Today, Michelle Obama is digging up a patch of the South Lawn of the White House to plant a vegetable garden.This is welcome, heartening news. People who care about the environment, food, and our children's health should applaud the First Lady. This garden will feed the first family and their guests, but Michelle Obama noted that its most important role will be to educate children about healthy, locally grown food at a time when obesity and diabetes have become a national health crisis.

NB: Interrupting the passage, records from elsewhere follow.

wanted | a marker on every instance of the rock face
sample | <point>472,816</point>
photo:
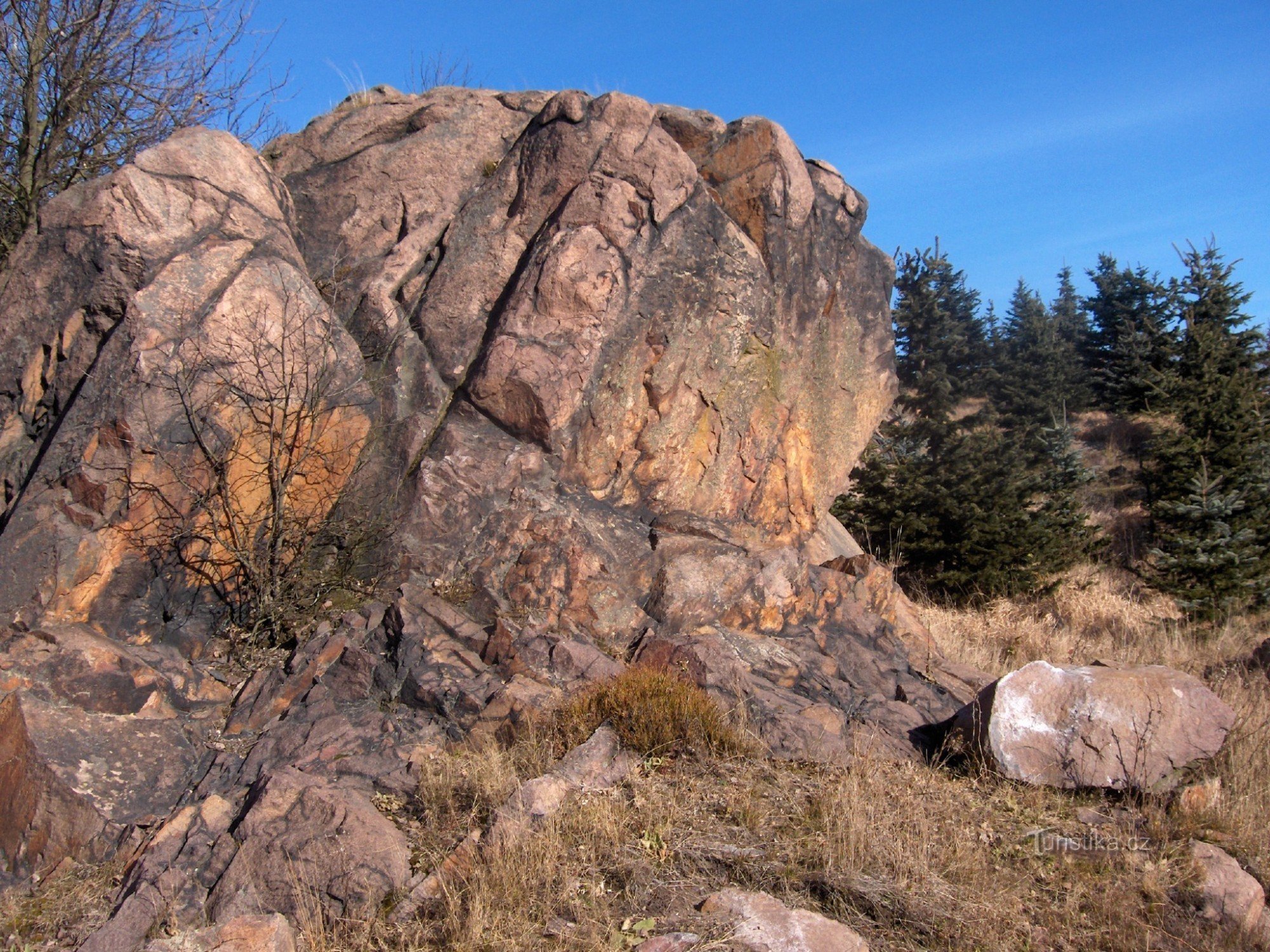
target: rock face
<point>1229,894</point>
<point>606,366</point>
<point>1097,727</point>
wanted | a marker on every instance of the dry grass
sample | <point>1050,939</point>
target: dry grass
<point>1103,614</point>
<point>910,856</point>
<point>63,911</point>
<point>656,713</point>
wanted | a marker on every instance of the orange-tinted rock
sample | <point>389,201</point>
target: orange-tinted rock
<point>189,247</point>
<point>244,934</point>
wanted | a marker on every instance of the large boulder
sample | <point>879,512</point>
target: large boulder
<point>604,367</point>
<point>1132,728</point>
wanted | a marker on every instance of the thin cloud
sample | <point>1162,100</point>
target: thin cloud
<point>987,145</point>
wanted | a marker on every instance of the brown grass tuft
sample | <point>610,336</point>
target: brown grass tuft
<point>655,713</point>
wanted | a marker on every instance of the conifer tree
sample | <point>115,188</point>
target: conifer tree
<point>1208,478</point>
<point>1041,376</point>
<point>1074,331</point>
<point>938,333</point>
<point>1130,347</point>
<point>965,507</point>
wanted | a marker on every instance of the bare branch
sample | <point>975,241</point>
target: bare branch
<point>88,84</point>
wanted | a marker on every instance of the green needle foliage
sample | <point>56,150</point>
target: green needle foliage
<point>967,506</point>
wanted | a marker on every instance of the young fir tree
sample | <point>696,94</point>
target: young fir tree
<point>1074,332</point>
<point>938,333</point>
<point>957,502</point>
<point>1130,346</point>
<point>1208,479</point>
<point>1041,375</point>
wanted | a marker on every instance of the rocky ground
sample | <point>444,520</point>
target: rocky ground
<point>604,367</point>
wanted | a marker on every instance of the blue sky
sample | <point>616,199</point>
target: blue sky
<point>1026,135</point>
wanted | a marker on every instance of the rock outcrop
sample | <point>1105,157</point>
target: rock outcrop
<point>1095,727</point>
<point>1229,896</point>
<point>604,365</point>
<point>763,923</point>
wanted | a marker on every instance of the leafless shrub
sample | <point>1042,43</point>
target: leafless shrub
<point>88,84</point>
<point>261,432</point>
<point>438,70</point>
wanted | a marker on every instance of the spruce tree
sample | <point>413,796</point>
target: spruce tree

Alice Waters, a friend, mentor, and the inspiration behind our work here at Yale, has been talking about a White House Garden since I was in middle school. More recently, advocates from Roger Doiran to the movers and shakers at the White House Organic Farm Project, have given the idea steam. I've loved this idea from the beginning: it's a reminder that the health of our nation is built on good soil and hard work.

In 2005, we helped build a model garden on the National Mall as part of the Smithsonian Folk Life Festival. That garden was, as the White House Kitchen garden now will be, a powerful gesture for every principal, parent, teacher, student, groundskeeper, or school lunch lady who has been eyeing a plot of lawn for a school garden.

School gardens need not be fancy affairs, but these advocates need help to make their work easy and effective, particularly when it comes to integrating school gardens with curriculum, and Michelle Obama's vision for the White House Kitchen Garden just might be the push we all need.

Melina Shannon-DiPietro is the director of the Yale Sustainable Food Project, which oversees sustainable dining at Yale, manages an organic farm on campus, and runs programs that support academic inquiry related to food and agriculture.